Zamiast odpowiedzi gimnazista siadł po damsku na poręcz schodów, zjechał w mgnieniu oka aż na sam dół i znikł, jak senne marzenie, w mroku suteren, gdzie mieściły się drwalnie i składy szkolne.
Jednocześnie pan Pazur, drzemiący na stołeczku, dźwignął cokolwieczek jedną ze swych ogromnych powiek i chrapliwym głosem wrzasnął:
Wospreszcza się gadać po polski!
Dwaj uczniowie, którzy przed chwilą wyrywali sobie garściami włosy, posłyszawszy admonicję pana Pazura, jak na komendę, zgodnemi głosami zaintonowali pieśń.

»Pazur
Mazur
Obżarł się grochu!...«

Pedel zatrzasnął uchyloną nieco powiekę i, naśladując od niechcenia wargami świst rózgi, wykonał ręką kilka ruchów dokładnie przypominających »rznięcie na pokładankę«. Pani Borowiczowa zbliżyła się do niego i, dotknąwszy ręką jego ramienia, zapytała:

— Panie, czy nie mógłby mi pan powiedzieć, kiedy będzie egzamin?

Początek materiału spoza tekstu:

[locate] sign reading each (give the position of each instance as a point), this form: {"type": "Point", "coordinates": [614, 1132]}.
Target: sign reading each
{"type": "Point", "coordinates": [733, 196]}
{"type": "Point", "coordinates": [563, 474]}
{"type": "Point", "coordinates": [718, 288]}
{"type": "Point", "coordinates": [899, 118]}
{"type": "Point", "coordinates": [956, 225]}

Pedelisko spojrzało na nią leniwie i nic nie rzekło. Wówczas wsunęła mu w garść srebrną czterdziestówkę i powtórzyła swe pytanie. Stary ożywił się zaraz i począł skrobać swoją błyszczącą łysinę.

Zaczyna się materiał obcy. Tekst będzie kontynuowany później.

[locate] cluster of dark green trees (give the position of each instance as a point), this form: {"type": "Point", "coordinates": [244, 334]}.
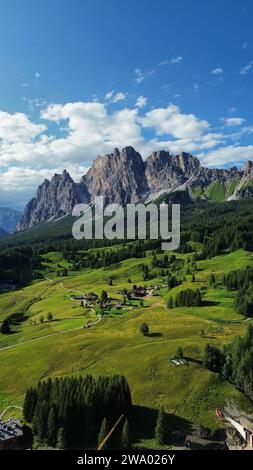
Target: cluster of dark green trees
{"type": "Point", "coordinates": [70, 411]}
{"type": "Point", "coordinates": [234, 362]}
{"type": "Point", "coordinates": [185, 298]}
{"type": "Point", "coordinates": [242, 280]}
{"type": "Point", "coordinates": [18, 265]}
{"type": "Point", "coordinates": [238, 279]}
{"type": "Point", "coordinates": [12, 319]}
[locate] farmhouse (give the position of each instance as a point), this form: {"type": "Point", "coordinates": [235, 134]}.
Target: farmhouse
{"type": "Point", "coordinates": [10, 433]}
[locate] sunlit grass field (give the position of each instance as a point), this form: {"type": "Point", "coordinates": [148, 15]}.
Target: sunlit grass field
{"type": "Point", "coordinates": [115, 345]}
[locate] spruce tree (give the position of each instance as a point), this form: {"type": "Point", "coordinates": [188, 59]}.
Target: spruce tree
{"type": "Point", "coordinates": [5, 327]}
{"type": "Point", "coordinates": [126, 436]}
{"type": "Point", "coordinates": [160, 429]}
{"type": "Point", "coordinates": [104, 429]}
{"type": "Point", "coordinates": [170, 303]}
{"type": "Point", "coordinates": [61, 439]}
{"type": "Point", "coordinates": [51, 427]}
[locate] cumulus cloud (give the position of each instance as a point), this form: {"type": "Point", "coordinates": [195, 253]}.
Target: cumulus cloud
{"type": "Point", "coordinates": [231, 154]}
{"type": "Point", "coordinates": [115, 97]}
{"type": "Point", "coordinates": [171, 121]}
{"type": "Point", "coordinates": [29, 152]}
{"type": "Point", "coordinates": [139, 75]}
{"type": "Point", "coordinates": [217, 71]}
{"type": "Point", "coordinates": [176, 60]}
{"type": "Point", "coordinates": [247, 68]}
{"type": "Point", "coordinates": [141, 102]}
{"type": "Point", "coordinates": [233, 121]}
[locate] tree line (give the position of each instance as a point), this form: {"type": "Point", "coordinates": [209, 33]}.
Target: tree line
{"type": "Point", "coordinates": [234, 362]}
{"type": "Point", "coordinates": [69, 411]}
{"type": "Point", "coordinates": [185, 298]}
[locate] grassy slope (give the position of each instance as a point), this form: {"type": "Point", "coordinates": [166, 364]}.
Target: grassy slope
{"type": "Point", "coordinates": [115, 346]}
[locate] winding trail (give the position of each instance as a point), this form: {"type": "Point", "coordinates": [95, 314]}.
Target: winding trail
{"type": "Point", "coordinates": [8, 407]}
{"type": "Point", "coordinates": [57, 332]}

— Widzi pani, mnie nic nie izwiestno. Ale trzebaby tak zrobić: jak uczyteli wyjdą z kancelarji i pójdą na etaż, to można iść do sekretara. Jeśli kto wie, to on...
— A prędko też mogą wyjść z tej kancelarji?
— Ha... tego, to już znać nie mogę.
Wiadomość tę matka Marcina powtórzyła kilku osobom na korytarzu. Wieść możliwości powzięcia jakiejś wskazówki szybko się rozeszła wśród tłumu. Istotnie dyrektor, a za nim nauczyciele kolejno wychodzili z kancelarji i udawali się na piętro, gdzie mieściła się większość klas wyższych, i dokąd nikomu z obcych wchodzić nie pozwalano. W kancelarji jednak zostało jeszcze kilku profesorów. Jeden z nich wszedł do klasy, której nie odnawiano, i prowadził tam za sobą uczniów, zdających »poprawki«.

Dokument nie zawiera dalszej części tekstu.